La marge du temps, un blog culturel et littéraire
Allessandra Sanguinetti, Guille-et-Belinda_Le-collier_1999
Exposition,  Photographie

Guille et Belinda sous l’œil d’Alessandra Sanguinetti

La Fondation Henri Cartier-Bresson, 79 rue des Archives, Paris IIIe, organise l’exposition « Alessandra Sanguinetti. Les aventures de Guille et Belinda », du 30 janvier au 19 mai 2024, ensemble de cinquante-deux photos grand format. Pendant vingt-cinq ans, la photographe argentine, membre de l’agence Magnum Photos, née en 1968, a suivi le parcours physique et psychologique de deux cousines.

 

De 1998 à 2023, Alessandra Sanguinetti a suivi deux fillettes, puis adolescentes, puis femmes en documentant leur vie à la fois réelle et imaginaire. La photographe explique les répercussions qu’eut la rencontre avec elles : « Si vous aviez emprunté les chemins de terre dans ce vaste panorama et que vous étiez passé à côté d’elles en train de jouer dehors, vous n’auriez distingué que deux petits points à l’horizon mais pour moi, ces deux gamines étaient exceptionnelles, et elles le sont encore aujourd’hui. »

Campagne de Buenos Aires

Guillermina Aranciaga et Belinda Stutz vivent dans la campagne de la province de Buenos Aires où les animaux de la ferme font partie intégrante du quotidien des habitants, même les poules et les chiens entrent à l’intérieur de la maison. Sur les clichés, en 1999, les deux fillettes sont au milieu de la pampa : un porc, un bouc, un poulet sont en arrière-plan, comme pour signifier que l’être humain ne peut être lui-même qu’au contact de la nature.
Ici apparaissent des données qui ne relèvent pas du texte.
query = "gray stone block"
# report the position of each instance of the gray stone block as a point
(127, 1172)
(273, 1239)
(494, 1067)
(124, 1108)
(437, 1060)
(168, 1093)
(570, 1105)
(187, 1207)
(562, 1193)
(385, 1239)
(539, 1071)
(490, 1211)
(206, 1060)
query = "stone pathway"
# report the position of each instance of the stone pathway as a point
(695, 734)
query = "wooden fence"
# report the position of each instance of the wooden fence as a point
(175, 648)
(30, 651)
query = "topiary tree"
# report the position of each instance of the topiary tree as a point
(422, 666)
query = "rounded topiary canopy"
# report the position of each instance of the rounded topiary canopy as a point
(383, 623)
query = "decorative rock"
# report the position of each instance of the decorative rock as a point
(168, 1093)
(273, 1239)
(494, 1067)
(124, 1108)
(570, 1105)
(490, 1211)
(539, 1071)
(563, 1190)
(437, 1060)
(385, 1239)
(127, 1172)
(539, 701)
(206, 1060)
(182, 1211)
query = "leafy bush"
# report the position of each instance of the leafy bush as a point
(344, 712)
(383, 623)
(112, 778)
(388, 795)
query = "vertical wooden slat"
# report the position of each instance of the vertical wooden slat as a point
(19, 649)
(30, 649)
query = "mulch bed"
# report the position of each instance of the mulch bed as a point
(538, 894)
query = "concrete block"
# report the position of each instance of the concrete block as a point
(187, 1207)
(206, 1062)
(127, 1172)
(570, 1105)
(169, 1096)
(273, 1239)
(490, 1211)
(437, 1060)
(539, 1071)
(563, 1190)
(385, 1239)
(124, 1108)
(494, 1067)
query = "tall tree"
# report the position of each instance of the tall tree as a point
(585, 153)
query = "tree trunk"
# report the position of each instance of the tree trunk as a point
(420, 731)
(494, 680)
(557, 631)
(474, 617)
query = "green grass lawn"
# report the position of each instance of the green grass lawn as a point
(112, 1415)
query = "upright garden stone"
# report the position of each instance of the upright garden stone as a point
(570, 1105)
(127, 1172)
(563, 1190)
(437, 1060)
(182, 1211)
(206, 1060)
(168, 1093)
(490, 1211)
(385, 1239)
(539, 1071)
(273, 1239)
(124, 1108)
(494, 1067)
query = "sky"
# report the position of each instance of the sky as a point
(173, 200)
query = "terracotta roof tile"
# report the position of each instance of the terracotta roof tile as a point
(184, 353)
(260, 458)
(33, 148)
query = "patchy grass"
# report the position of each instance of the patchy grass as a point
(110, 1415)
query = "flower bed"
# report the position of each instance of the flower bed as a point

Vivant dans une ambiance familiale paisible et poétique, les deux filles sont physiquement différentes. Guille, de corpulence forte, à dix ans est déjà une adolescente avec des formes, tandis que Belinda est mince et semble encore une enfant. Mais toutes les deux sont dans leur monde imaginaire, toujours prêtes à proposer à Alessandra (et vice-versa) des « fictions », des « scénarios », comme dériver sur la rivière telles des Ondines, ou jouer la Vierge à l’enfant sous les yeux protecteurs d’un ange (« La Madone », 2001). Certaines scènes sont des tableaux mimant les étapes de la vie adulte : le couple (Belinda est torse nu et porte une moustache), le mariage, la femme enceinte (avec un ballon sous la robe), les obsèques.

Un été éternel

Pendant l’enfance, les deux cousines paraissent être continuellement en vacances, ce qui donne « l’illusion d’un été éternel », pour reprendre le titre d’un des ouvrages d’Alessandra Sanguinetti ; les filles sont souvent en maillot de bain, au bord de la rivière, ou en robe légère comme si la vie était impérissable. En grandissant, elles perdent leur monde imaginaire pour passer dans la vie réelle où, cette fois, elles vivent ce qu’elles mimaient. Belinda, la première, a un fiancé (« Première fois », 2005), se marie, est enceinte (« Neuf mois », 2007). Deux ans plus tard, Guille, qui avait peur de l’amour par crainte de l’abandon, donne aussi naissance à un enfant (« Oriana, premier jour », 2009).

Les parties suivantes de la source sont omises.